The third paper, “The valuation of correlation-dependent credit derivatives using a structural model”, is by John Hull, Mirela Predescu and Alan White. In this paper, the authors first extend the Merton-type structural model framework into the risk-neutral setting, whereby model parameters are estimated from credit default swap (CDS) spreads, and then extend the work of Zhou to model default correlations among multiple obligors based on a single systematic factor affecting asset prices. They then go on to extend the framework to multi-factor correlation. Finally, the authors apply the model to pricing CDS tranches. Along the way they show how the model can be extended to handle correlations among asset values (or, equivalently, correlations among defaults), they demonstrate the rough equivalence between their modified Merton model and copula models in regard to joint defaults, and they add stochastic correlation, stochastic recovery rates and stochastic volatility to the model.

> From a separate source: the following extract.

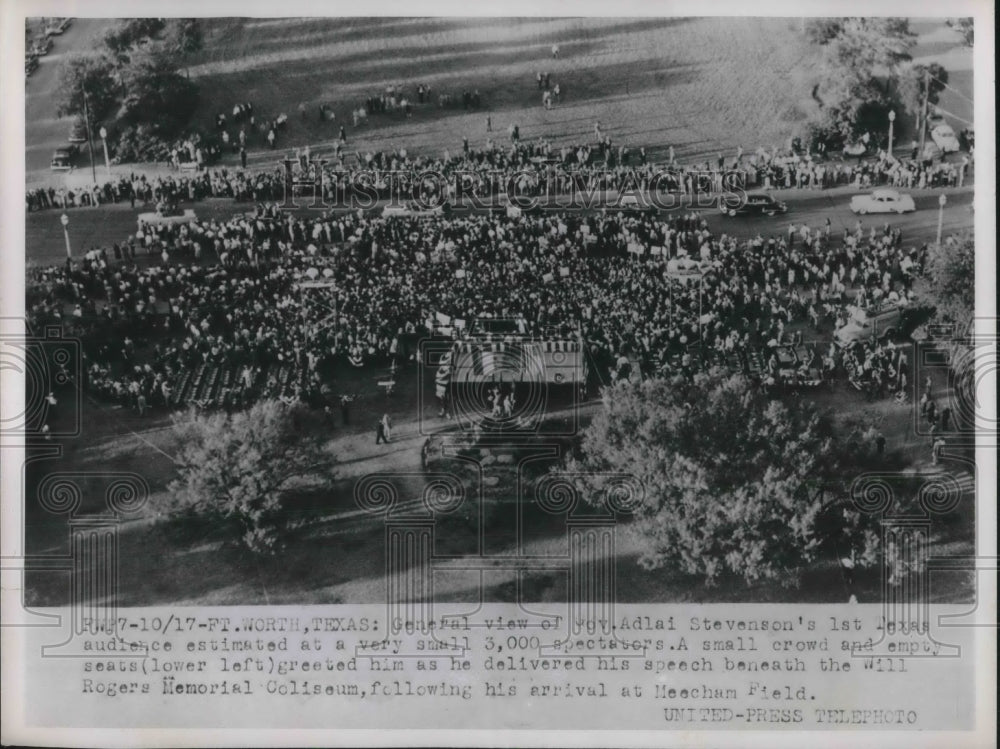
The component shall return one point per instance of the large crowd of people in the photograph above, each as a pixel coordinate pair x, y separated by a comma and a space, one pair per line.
532, 168
224, 313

In the last paper, “Credit rating accuracy and incentives”, Robert Jarrowand Liheng Xu develop a signaling equilibrium model of the credit rating process. A conflict of interest arises because issuers pay the rating agency a share of the issuer’s future profits if they are rated good and nothing if they are rated bad. This creates an incentive for the rating agency to overstate credit quality and leads to inaccurate ratings. Investors find inaccurate ratings useful as they provide an imperfect signal of the issuer’s profits, which are costly for investors to learn on their own. As the number of issuers in the model increases, the incentive to overstate credit quality falls and ratings become more accurate. The paper demonstrates that an imperfect signal (inaccurate ratings) makes investors better off and that the incentive to overstate credit quality can correlate with the business cycle (more bad firms are rated good in a boom).